PRINCETON, New Jersey (CNN) -- About one quarter of Americans surveyed have a favorable view of Muslim nations and more than two-thirds believe those countries would be better off if they adopted Western values, according to a new CNN/USA Today/Gallup poll.

The poll of 863 adults comes in the wake of a similar survey of nine Muslim nations that found widespread disapproval of the United States.

The two polls are virtual mirrors in their results: Most Americans surveyed said they believe Muslims don't respect Western values, and residents of such countries said the United States does not respect Islamic culture.

In this latest poll, conducted March 1-3, just under one-third of Americans surveyed said they believe all or most people in Muslim countries admire Osama bin Laden, and one-third said they believe Islam promotes more violence than other religions worldwide.

Seventy-one percent of those surveyed said they believe people in Muslim countries think the United States is at war with the Muslim world; only 34 percent of these Americans said they believe that is the case.

Of those surveyed, 24 percent had favorable opinions of Muslim nations; 41 percent had negative opinions.
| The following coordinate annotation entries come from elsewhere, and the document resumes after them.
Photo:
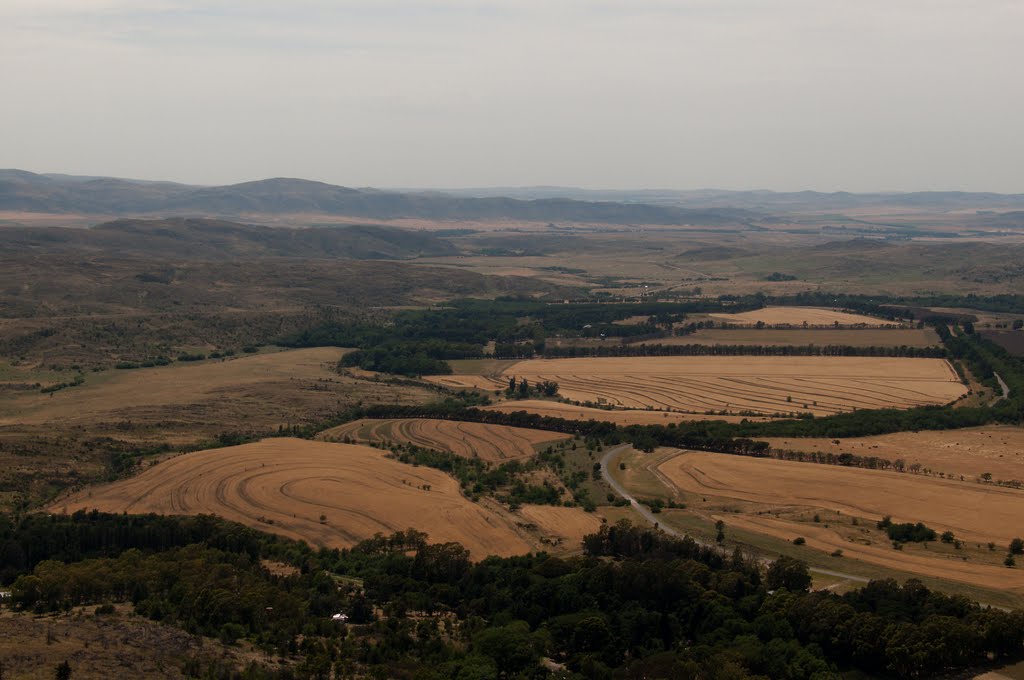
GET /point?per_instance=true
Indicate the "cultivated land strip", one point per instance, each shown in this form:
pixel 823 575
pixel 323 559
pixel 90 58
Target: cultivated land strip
pixel 286 485
pixel 766 385
pixel 489 442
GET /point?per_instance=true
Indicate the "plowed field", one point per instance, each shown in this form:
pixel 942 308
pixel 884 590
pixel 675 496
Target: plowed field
pixel 489 442
pixel 285 485
pixel 766 385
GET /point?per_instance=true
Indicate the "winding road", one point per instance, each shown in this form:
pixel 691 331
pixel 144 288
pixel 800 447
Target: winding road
pixel 1004 386
pixel 644 512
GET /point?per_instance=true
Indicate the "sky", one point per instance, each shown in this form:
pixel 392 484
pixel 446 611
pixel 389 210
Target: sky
pixel 776 94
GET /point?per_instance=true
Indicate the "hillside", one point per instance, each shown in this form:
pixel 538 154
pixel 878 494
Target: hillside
pixel 209 239
pixel 22 190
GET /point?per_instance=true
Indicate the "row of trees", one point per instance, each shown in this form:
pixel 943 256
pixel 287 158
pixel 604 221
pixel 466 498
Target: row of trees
pixel 637 603
pixel 655 349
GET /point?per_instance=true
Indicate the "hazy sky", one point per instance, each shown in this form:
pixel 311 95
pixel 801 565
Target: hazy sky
pixel 782 94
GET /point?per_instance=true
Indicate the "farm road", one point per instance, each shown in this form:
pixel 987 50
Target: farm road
pixel 1004 386
pixel 649 516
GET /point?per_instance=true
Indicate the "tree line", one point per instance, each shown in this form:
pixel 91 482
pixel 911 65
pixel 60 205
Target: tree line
pixel 636 603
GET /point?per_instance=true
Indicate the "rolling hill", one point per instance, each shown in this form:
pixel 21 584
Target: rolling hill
pixel 20 190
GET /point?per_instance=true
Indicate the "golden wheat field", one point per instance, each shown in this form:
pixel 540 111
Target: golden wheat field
pixel 800 315
pixel 489 442
pixel 762 385
pixel 997 450
pixel 973 512
pixel 286 485
pixel 617 416
pixel 821 337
When asked what they believe people in Muslim countries think of the United States, 82 percent of the Americans surveyed thought Muslim's opinions would be unfavorable, compared with 9 percent who thought their opinions would be favorable.

When asked why they thought those opinions were unfavorable, 78 percent blamed misinformation while 11 percent blamed U.S. actions.

The survey found that 68 percent believe Muslim countries would be better off if they adopted Western values.

The earlier survey of Muslim nations found most residents believed the United States was "arrogant" and was biased against Islamic culture.

If the survey is any indication, most Americans are not particularly worried about what the Muslim world thinks of them.

Twenty-four percent said Muslims' opinions did not matter much to them, and 23 percent said they had no interest at all in Muslims' opinions.

Almost a quarter of those surveyed said the opinions of people in Muslim countries mattered to them a great deal, and 29 percent said those opinions were moderately important.

Forty-one percent of those surveyed said they knew a moderate amount about Muslim countries, while 56 percent said they knew little or nothing at all.

The study found that 77 percent of respondents believed the U.S. military action in Afghanistan was morally justified; only 12 percent found it unjustified.

Gallup asked the same question in seven Muslim countries for its poll released last week and got very different responses. In none of those countries did a majority say that the war in Afghanistan was justified.

The survey had a margin of error of plus or minus 3.5 percentage points.